I think about walking away and never looking back…
seeking refuge and protection in my own little universe.
 
So there you have it.  I confess to responding poorly to the shortcomings of others.
I ask pardon and absolution.
 
What disturbs me most is that I know my immature responses find their source in my heart.
They exist at the center of my being.  And I can’t walk away from myself.
 
 
 
 
 
 
There is darkness in my heart.
I have tried to receive into my heart the light of Jesus Christ, but shadows remain.
There are things in my heart that still need to come to light.
And once they come to light, they need to be named for what they are (this is called insight).
Then they need to be removed or altered or adjusted or purified or perfected.
The current condition of my heart needs change.

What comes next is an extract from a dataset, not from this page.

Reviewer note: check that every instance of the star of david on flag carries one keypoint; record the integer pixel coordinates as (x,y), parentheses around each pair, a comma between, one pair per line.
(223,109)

My desires need to change.  My wants need to change.  My will needs to change.
My thinking needs to change.  My consciousness needs to change.
The Christian name for all this change is….conversion.
By its nature conversion always brings into our heart something that is new.
And my experience tells me conversion is often a painful process.
 
To commit ourselves to Jesus Christ is to commit ourselves to both outer and inner conversion.
 
Today’s prayer:  “O Lord, change my heart.  Or better said, help me to do the work necessary to change my heart.  Show me where the foundation of my very being needs to be strengthened or even replaced.  Only by Your grace, Your Spirit, and the teaching of Your Son Jesus Christ can this happen.  Make is so.  Amen!”